Once the instance is up, install nfs-common
:
sudo apt-get install nfs-common
Install Kubernetes via kubeadm-bootstrap
:
git clone https://github.com/data-8/kubeadm-bootstrap
cd kubeadm-bootstrap
sudo ./install-kubeadm.bash
sudo -E ./init-master.bash
Install cert-manager (See also https://opensource.ncsa.illinois.edu/confluence/display/~lambert8/Kubernetes+Cert-Manager):
mkdir cert-manager
vi cert-manager-values.yaml
sudo helm repo update
sudo helm install --debug --name cert-manager -f cert-manager-values.yaml stable/cert-manager
kubectl create -f letsencrypt-staging.yaml
Upgrade Helm (required by JupyterHub 0.7):
curl https://storage.googleapis.com/kubernetes-helm/helm-v2.10.0-linux-amd64.tar.gz | tar xvz
sudo mv linux-amd64/helm /usr/local/bin
helm init --upgrade
Install JupyterHub:
sudo helm repo add jupyterhub https://jupyterhub.github.io/helm-chart/
sudo helm repo update
cd /home/ubuntu/cis-startup/jupyterhub
helm upgrade --install hub jupyterhub/jupyterhub \
--namespace hub \
--version 0.7.0 \
--values config.yaml
To upgrade an existing chart:
helm upgrade hub jupyterhub/jupyterhub \
--version=0.7.0 \
--values config.yaml
To install MATLAB, download R2018a ISO disk images from UIUC webstore and transfer to host
Create input.txt
:
fileInstallationKey=<your key>
licensePath=/home/ubuntu/matlab-cis/license.dat
agreeToLicense=yes
mode=silent
Install.
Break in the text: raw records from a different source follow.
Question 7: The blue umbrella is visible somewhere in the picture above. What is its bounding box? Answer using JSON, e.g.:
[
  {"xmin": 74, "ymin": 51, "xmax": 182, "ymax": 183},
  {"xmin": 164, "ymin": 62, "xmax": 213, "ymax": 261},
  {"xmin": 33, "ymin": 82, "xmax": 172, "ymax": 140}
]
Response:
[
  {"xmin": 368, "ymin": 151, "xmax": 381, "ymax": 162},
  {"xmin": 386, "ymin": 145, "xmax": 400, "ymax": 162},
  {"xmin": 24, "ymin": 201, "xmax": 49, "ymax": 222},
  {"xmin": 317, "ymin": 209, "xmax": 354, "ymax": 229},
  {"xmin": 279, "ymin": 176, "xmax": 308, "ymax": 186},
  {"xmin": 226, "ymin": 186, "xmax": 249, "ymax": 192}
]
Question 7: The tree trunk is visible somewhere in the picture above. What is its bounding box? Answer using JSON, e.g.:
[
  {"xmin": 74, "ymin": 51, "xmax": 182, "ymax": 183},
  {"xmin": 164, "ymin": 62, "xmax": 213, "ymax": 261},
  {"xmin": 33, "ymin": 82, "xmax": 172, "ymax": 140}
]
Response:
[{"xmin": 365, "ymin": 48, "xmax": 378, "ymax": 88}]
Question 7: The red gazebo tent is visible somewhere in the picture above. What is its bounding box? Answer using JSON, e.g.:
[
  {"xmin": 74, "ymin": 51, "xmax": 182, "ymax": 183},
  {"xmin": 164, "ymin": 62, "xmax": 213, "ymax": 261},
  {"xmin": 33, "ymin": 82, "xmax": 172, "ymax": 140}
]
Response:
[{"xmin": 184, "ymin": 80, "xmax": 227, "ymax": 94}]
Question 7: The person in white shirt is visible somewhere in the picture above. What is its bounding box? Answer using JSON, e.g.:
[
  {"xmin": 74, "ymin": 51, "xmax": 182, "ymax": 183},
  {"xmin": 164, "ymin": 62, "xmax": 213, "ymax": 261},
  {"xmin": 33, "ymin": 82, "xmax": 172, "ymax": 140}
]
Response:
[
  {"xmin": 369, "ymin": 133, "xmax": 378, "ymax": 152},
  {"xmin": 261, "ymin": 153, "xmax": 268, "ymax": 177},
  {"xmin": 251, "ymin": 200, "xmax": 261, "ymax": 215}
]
When prompted to enter disk 2, unmount first iso and mount second:
sudo su -
mkdir /mnt/matlab
mount -t iso9660 -o loop /home/ubuntu/matlab/R2018a_glnxa64_dvd1.iso /mnt/matlab
/mnt/matlab/install -inputFile /home/ubuntu/matlab-cis/input.txt
umount /mnt/matlab
mount -t iso9660 -o loop /home/ubuntu/matlab/R2018a_glnxa64_dvd2.iso /mnt/matlab
umount /mnt/matlab
MATLAB is now installed in /usr/local/MATLAB/R2018a
To test via standard Jupyter environment:
docker run -v /usr/local/MATLAB:/usr/local/MATLAB -it jupyter/scipy-notebook:2bfbb7d17524 bash
export PATH=/usr/local/MATLAB/R2018a/bin/:$PATH
export LM_LICENSE_FILE=<license server>
matlab -nodisplay -nosplash -nodesktop -nojvm
Optionally, test cis_interface
:
# Install python engine
cd /usr/local/MATLAB/R2018a/extern/engines/python
python setup.py build -b /tmp install
# Install cis_interface
pip install cis_interface
#Run example
git clone https://github.com/cropsinsilico/cis_interface
cd cis_interface/cis_interface/examples/hello/
cisrun hello_matlab.yml
To install CiS, clone cis-startup, cis-ui, cis-girder-plugin. Modify the specs as needed.
cd cis-startup/platform
kubectl apply -f rbac/
kubectl apply -f girder.dev.yaml -f girder.staging.yaml -f girder.prod.yaml
cd pvcs/nfs
kubectl create -f deployment.yaml -f rbac.yaml -f storageclass.yaml
Register the admin user, enable and configure Oauth, Jobs and CiS plugins. Restart Girder.